L’économie de sites musicaux comme My Space ou Deezer semble aussi on ne peut plus fragile: Etranglés par les majors, elles-mêmes en panne de croissance, qui exigent des droits d’auteurs de plus en plus lourds, (My Space reverse quelques 2 millions de dollars par semaine aux principales maisons disques), ces plate-formes tiendront-elles longtemps? Rien n’est moins sûre et beaucoup tablent sur leurs disparitions, à terme.

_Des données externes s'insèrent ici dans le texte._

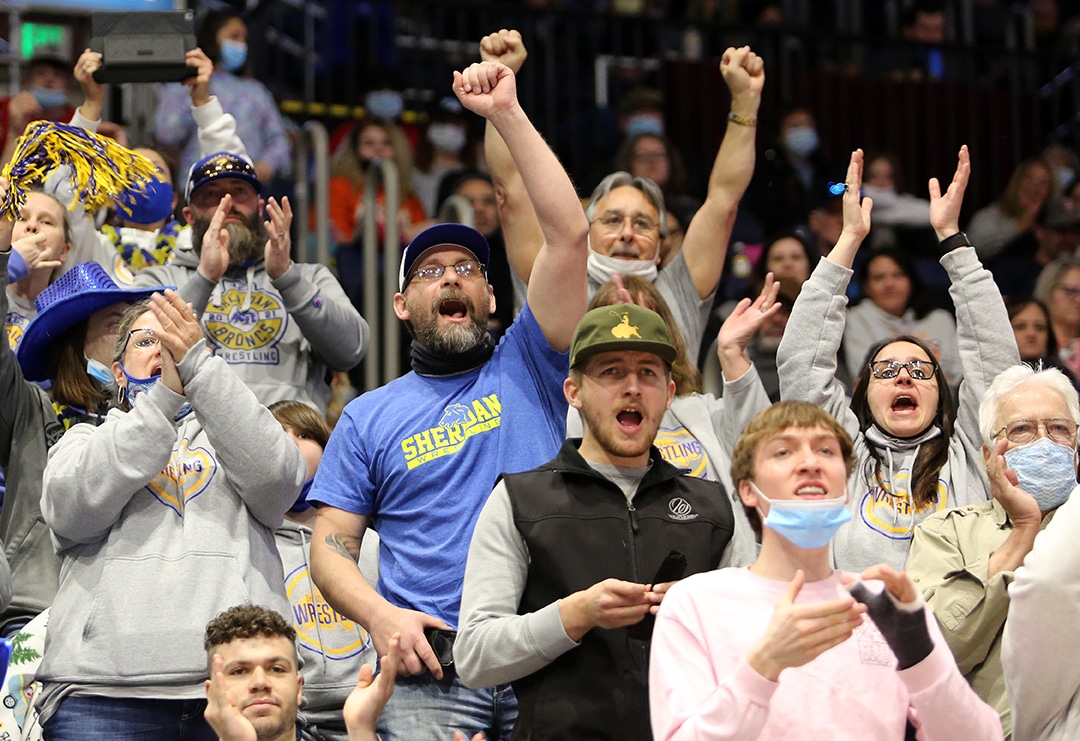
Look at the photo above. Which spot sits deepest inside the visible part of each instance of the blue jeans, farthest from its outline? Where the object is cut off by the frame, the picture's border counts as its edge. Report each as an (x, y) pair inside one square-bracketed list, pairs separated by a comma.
[(79, 718), (424, 709)]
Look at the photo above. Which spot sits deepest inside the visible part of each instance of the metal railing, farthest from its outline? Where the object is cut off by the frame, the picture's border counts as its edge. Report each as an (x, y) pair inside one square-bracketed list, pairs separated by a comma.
[(379, 294)]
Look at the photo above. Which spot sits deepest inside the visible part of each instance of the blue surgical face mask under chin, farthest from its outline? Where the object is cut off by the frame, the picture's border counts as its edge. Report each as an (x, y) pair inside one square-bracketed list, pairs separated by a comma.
[(233, 55), (136, 387), (99, 372), (48, 97), (1045, 470), (808, 523)]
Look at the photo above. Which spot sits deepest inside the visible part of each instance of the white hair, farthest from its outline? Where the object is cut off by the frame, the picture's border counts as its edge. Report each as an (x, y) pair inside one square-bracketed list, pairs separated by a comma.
[(1011, 380)]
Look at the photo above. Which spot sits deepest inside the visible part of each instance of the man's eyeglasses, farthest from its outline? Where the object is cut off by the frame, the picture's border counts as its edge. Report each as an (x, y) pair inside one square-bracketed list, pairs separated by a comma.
[(918, 369), (143, 339), (1023, 431), (467, 269)]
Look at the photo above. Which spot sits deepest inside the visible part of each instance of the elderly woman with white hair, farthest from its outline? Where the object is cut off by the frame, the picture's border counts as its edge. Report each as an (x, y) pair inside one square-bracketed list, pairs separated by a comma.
[(964, 558)]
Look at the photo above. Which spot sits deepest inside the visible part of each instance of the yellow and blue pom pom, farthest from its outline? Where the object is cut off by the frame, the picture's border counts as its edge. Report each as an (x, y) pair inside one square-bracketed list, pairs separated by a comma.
[(103, 172)]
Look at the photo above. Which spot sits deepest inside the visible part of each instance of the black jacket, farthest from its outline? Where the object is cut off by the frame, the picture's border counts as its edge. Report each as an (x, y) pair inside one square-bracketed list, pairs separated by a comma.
[(580, 530)]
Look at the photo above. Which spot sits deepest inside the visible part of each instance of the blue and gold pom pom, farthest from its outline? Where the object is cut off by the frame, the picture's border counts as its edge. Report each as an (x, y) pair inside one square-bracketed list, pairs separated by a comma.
[(103, 172)]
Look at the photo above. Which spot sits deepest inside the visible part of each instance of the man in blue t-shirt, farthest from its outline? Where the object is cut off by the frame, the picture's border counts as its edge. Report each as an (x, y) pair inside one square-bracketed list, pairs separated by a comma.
[(418, 457)]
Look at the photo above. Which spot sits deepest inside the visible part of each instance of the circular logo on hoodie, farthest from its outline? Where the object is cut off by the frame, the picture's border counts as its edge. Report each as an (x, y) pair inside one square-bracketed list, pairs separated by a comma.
[(246, 334)]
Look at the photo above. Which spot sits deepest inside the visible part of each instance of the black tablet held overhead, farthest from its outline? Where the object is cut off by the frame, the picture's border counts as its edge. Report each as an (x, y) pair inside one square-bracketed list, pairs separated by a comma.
[(144, 45)]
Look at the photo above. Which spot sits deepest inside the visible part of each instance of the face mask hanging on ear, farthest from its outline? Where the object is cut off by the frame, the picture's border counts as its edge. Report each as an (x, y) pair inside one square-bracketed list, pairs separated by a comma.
[(807, 523)]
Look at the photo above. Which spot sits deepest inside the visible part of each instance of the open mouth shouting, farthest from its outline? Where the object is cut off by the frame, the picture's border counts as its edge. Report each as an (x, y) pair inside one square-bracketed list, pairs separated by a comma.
[(812, 490), (630, 420)]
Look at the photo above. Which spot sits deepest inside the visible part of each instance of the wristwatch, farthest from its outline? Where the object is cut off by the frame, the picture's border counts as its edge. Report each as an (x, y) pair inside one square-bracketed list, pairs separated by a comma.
[(957, 240)]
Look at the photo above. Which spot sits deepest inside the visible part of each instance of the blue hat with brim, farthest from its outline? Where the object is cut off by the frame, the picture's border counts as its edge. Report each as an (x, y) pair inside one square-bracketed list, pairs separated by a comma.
[(221, 166), (67, 300), (443, 234)]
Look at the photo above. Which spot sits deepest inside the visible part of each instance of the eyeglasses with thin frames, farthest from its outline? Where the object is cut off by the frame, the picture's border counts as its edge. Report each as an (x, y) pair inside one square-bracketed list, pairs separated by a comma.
[(142, 339), (467, 269), (1023, 431)]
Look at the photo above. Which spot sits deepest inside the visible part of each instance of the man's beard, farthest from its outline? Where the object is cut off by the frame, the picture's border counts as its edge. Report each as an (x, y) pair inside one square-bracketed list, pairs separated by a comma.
[(451, 339), (246, 239)]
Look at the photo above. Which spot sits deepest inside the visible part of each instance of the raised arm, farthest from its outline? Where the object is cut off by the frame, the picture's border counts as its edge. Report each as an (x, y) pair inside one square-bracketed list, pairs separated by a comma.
[(516, 216), (557, 292), (986, 342), (705, 245), (806, 358)]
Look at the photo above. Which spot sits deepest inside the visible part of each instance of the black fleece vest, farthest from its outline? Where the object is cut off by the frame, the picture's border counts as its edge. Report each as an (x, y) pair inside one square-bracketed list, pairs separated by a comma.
[(580, 530)]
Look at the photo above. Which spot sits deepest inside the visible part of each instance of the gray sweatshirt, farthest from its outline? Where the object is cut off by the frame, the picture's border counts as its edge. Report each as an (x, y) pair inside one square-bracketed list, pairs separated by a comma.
[(161, 525), (882, 519), (280, 336)]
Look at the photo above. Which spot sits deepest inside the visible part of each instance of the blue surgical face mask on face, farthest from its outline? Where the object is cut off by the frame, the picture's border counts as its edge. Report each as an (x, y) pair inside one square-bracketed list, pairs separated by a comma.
[(645, 123), (385, 104), (233, 55), (99, 372), (48, 97), (1045, 470), (808, 523), (800, 140)]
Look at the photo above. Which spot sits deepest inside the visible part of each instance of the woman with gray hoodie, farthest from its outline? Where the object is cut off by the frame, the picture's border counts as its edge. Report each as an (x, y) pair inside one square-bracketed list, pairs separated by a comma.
[(917, 453)]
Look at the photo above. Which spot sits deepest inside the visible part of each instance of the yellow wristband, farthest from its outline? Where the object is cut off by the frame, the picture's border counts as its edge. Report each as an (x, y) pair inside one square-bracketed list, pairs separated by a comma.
[(741, 120)]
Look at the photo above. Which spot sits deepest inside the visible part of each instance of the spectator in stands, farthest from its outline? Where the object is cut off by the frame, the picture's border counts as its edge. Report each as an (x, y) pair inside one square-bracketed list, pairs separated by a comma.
[(626, 214), (558, 596), (1029, 187), (281, 325), (793, 176), (505, 401), (766, 651), (1055, 233), (332, 646), (1037, 345), (1038, 648), (69, 345), (443, 152), (698, 429), (147, 233), (892, 205), (44, 96), (223, 36), (369, 140), (41, 241), (963, 558), (918, 453), (894, 304), (510, 291), (165, 538), (1058, 288), (655, 157)]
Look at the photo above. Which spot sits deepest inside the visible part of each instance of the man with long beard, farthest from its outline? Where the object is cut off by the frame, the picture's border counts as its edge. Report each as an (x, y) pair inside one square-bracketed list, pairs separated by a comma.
[(417, 458), (569, 561), (281, 325)]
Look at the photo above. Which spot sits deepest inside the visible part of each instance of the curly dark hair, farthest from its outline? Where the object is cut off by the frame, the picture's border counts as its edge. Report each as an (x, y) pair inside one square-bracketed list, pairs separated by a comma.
[(246, 621)]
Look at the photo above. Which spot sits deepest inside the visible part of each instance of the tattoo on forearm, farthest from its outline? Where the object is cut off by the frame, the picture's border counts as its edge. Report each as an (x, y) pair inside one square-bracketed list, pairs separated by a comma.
[(346, 544)]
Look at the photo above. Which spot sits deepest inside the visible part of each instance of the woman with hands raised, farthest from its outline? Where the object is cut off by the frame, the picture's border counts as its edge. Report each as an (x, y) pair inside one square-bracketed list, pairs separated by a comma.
[(917, 450), (165, 514), (790, 648)]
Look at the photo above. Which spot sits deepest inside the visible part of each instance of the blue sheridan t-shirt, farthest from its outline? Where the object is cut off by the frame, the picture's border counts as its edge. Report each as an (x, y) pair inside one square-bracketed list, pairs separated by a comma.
[(421, 455)]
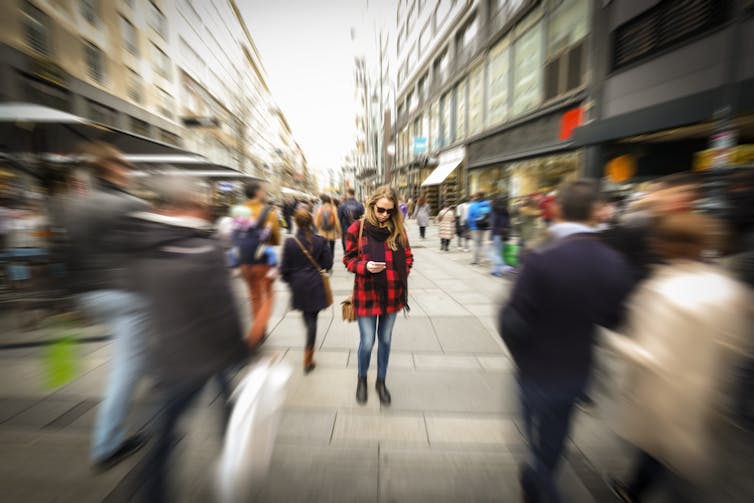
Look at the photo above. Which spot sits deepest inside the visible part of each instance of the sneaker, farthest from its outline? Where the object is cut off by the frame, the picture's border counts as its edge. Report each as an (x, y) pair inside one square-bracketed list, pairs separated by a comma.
[(129, 447)]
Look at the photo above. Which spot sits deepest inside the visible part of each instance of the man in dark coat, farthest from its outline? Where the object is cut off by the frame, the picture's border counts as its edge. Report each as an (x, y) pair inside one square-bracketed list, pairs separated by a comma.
[(563, 291), (197, 331), (349, 211)]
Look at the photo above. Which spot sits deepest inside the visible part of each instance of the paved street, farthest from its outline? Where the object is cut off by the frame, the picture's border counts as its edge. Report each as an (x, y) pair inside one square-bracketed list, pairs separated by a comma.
[(451, 434)]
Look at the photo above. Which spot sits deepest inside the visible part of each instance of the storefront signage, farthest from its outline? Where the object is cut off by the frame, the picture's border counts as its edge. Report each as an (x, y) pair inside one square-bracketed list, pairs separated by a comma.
[(570, 121), (420, 144)]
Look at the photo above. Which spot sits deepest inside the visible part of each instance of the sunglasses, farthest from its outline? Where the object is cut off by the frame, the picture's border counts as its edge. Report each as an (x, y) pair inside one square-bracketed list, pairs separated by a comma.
[(382, 210)]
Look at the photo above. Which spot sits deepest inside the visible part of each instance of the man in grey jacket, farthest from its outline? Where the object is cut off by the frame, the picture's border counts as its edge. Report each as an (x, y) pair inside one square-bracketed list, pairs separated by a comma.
[(99, 274)]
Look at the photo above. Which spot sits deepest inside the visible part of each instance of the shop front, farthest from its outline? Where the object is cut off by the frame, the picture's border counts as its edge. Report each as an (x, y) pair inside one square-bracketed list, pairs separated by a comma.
[(532, 157)]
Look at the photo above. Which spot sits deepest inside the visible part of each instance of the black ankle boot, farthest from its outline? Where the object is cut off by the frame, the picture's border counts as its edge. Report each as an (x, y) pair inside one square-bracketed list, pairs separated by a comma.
[(361, 390), (382, 392)]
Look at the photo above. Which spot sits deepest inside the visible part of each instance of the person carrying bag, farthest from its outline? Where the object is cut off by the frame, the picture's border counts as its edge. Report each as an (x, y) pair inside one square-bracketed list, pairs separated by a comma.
[(310, 288)]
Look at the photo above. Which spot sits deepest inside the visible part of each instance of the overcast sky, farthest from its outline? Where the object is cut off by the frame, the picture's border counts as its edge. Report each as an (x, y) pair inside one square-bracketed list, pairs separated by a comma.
[(306, 49)]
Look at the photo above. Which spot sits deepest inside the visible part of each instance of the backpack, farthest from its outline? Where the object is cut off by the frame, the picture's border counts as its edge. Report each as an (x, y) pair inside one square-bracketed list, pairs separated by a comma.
[(248, 243), (327, 219)]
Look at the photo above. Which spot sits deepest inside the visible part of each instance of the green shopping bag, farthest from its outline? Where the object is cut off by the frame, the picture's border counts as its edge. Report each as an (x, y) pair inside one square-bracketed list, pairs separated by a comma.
[(61, 359), (510, 254)]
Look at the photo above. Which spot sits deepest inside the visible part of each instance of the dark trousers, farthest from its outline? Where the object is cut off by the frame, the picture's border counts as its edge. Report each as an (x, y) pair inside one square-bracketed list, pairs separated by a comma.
[(331, 242), (547, 418), (310, 321), (154, 470)]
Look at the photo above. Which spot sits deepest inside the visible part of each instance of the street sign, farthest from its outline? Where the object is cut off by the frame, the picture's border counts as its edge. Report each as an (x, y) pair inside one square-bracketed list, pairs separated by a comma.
[(420, 144)]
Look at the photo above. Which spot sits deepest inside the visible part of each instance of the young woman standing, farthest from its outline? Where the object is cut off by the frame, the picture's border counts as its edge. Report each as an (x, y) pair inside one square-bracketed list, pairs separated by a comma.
[(378, 253), (304, 280)]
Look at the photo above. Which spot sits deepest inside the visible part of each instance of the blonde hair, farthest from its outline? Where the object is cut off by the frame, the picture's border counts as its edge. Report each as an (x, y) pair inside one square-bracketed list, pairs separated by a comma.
[(394, 223)]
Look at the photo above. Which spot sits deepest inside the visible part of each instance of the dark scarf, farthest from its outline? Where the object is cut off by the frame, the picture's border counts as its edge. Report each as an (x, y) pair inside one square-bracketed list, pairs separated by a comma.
[(376, 237)]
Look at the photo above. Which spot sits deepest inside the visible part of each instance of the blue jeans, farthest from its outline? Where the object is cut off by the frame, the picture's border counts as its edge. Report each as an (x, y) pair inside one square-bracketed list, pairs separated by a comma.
[(496, 254), (368, 327), (126, 315), (547, 419)]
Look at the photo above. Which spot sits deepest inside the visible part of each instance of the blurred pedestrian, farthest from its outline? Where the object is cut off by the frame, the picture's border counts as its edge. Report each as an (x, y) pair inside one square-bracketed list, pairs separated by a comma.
[(422, 214), (500, 229), (304, 280), (180, 268), (478, 221), (688, 329), (99, 273), (255, 267), (378, 253), (447, 220), (349, 211), (562, 292), (462, 228), (327, 223)]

Dans le domaine des médias plus classiques, cette-fois-ci, l’effondrement de la presse quotidienne Américaine relève du Tsunami : pas un jour sans qu’un grand journal n’affaisse les voiles. Plus d’une vingtaine de grands quotidiens américains ont jeté l’éponge depuis le début de l’hivers et les perspectives sont moroses. De ce coté-ci de l’Atlantique, rien de très vaillant non plus. Difficultés croissantes de la presse gratuite en Europe et en France, où il y aura de nombreux morts, ( cela a démarré en Espagne), crise de la presse quotidienne avec des carambolages en vue, à l’horizon, (Libération, France Soir, L’Humanité, voire Le Monde…) et fin de cycle pour certains médias qui n’ont pas su trouver de relais de croissance.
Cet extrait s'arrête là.